The Rundown: Another episode of Headless Horseman goodness, this time focusing on the connection between Ichabod and the deadly rider. It is purely expositional, but it’s some exposition that sheds light on why Ichabod experienced all the major events that he did, bringing in more secret societies, and tying back to the battle between the two witch covens.
Perhaps this show has finally hit its stride, two episodes about two different horsemen right after each other, it’s a nice change. This time, it’s right back to our headless friend, as Katrina has found out that he is set to return to Sleepy Hollow by nightfall. The catch is that since Ichabod and the Headless Horseman have tied their bloodlines together, destroying one will destroy the other. Katrina begs Abbie Mills to find the one who can separate the two, the Sin Eater.
In addition to the welcome return of Jenny Mills, this episode also features an awesome guest appearance by John Noble as the sin eater himself. We also get some insight into Ichabod’s past and his defection from the British army to the Colonists. This offers some great insight into his motivations, and gives some context for how long the war he finds himself in has been fought.

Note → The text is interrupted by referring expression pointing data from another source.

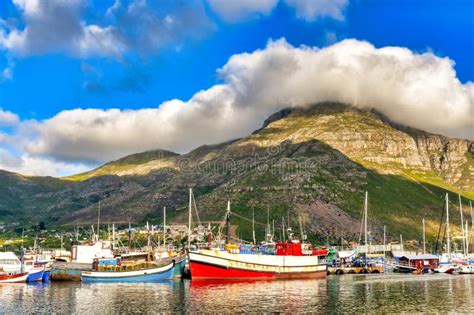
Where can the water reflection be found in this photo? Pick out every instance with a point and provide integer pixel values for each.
(349, 293)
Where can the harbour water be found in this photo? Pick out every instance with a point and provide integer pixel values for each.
(389, 293)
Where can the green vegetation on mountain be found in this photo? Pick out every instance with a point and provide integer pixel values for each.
(315, 162)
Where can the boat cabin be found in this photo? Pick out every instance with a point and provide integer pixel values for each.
(420, 261)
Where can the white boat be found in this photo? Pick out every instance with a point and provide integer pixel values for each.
(9, 263)
(144, 275)
(14, 278)
(468, 269)
(11, 269)
(448, 268)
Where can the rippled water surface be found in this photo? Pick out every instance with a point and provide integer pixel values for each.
(349, 293)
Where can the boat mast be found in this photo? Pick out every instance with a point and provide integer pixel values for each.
(401, 242)
(227, 237)
(98, 222)
(424, 237)
(283, 227)
(301, 229)
(448, 244)
(113, 236)
(164, 227)
(129, 236)
(253, 227)
(462, 226)
(365, 222)
(190, 217)
(384, 241)
(467, 236)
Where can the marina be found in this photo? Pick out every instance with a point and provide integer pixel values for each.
(383, 293)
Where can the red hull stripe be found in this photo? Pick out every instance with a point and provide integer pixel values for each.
(208, 271)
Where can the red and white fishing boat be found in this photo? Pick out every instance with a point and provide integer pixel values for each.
(282, 260)
(290, 261)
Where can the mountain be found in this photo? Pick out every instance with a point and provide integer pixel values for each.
(316, 162)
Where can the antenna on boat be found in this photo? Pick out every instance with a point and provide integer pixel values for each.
(98, 222)
(273, 230)
(113, 236)
(365, 222)
(129, 235)
(92, 233)
(22, 237)
(384, 242)
(448, 244)
(424, 237)
(401, 242)
(303, 235)
(190, 217)
(164, 227)
(253, 227)
(227, 238)
(283, 228)
(462, 226)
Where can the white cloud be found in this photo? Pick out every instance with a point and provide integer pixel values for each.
(311, 10)
(135, 25)
(238, 10)
(419, 90)
(8, 118)
(37, 166)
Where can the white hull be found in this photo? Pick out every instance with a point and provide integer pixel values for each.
(125, 274)
(258, 262)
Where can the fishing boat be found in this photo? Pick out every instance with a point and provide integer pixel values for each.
(13, 278)
(281, 260)
(289, 261)
(11, 269)
(122, 273)
(468, 269)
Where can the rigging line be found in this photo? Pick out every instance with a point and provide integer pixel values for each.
(361, 224)
(195, 208)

The weakest part of this episode is Abbie Mills, and I am curious how this show will hold up over time when one of its leads is simply so bland. She delivers her emotional revelations, and all revelations for that matter, in a near monotone, with almost no inflection. Her performance is unconvincing, and her character motivations never seem more complex than the words “hero complex,” or “hard-nosed cop.” Ichabod has some charisma on screen, and the fact that his whole concept is very outlandish helps give his character more interest. Whereas the adversity she faced in her past has shaped and made Jenny grow, all it gave Abbie was some minor guilt — which she seems to get over as soon as she starts hanging out with her angsty younger sister.

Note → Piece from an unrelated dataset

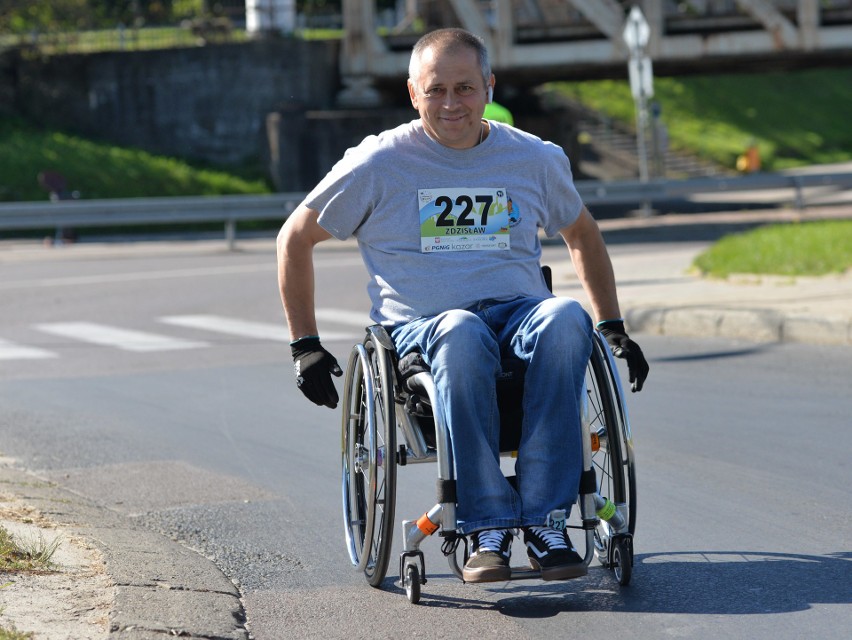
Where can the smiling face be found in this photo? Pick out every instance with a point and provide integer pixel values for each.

I love Ichabod’s backstory, as it shows that he wasn’t just dealing with historical threats back in colonial times, but demonic ones as well. It shows that he was always a part of the war, and gives the show the “predestined hero with an inescapable fate” thing that the writers seem to be aiming for with the “Witnesses from Revelations” angle. While the show is, in essence, a MotW experience, I think it will live or die with how well it incorporates each week’s plot into the overarching storyline it has set up for itself. The more it deviates, the less interest it holds.
The climax of the episode is especially powerful, and really cements Ichabod’s place as a good guy. He stood up for democracy, he’s adjusting to a new time, and hey, throw in some self-sacrifice and you have Superman without the powers. They also throw in some vague hints at future dangers, and a teaser that has me hooked. For two episodes in a row now, Sleepy Hollow has kept me excited; I’m interested to see if they can keep it up.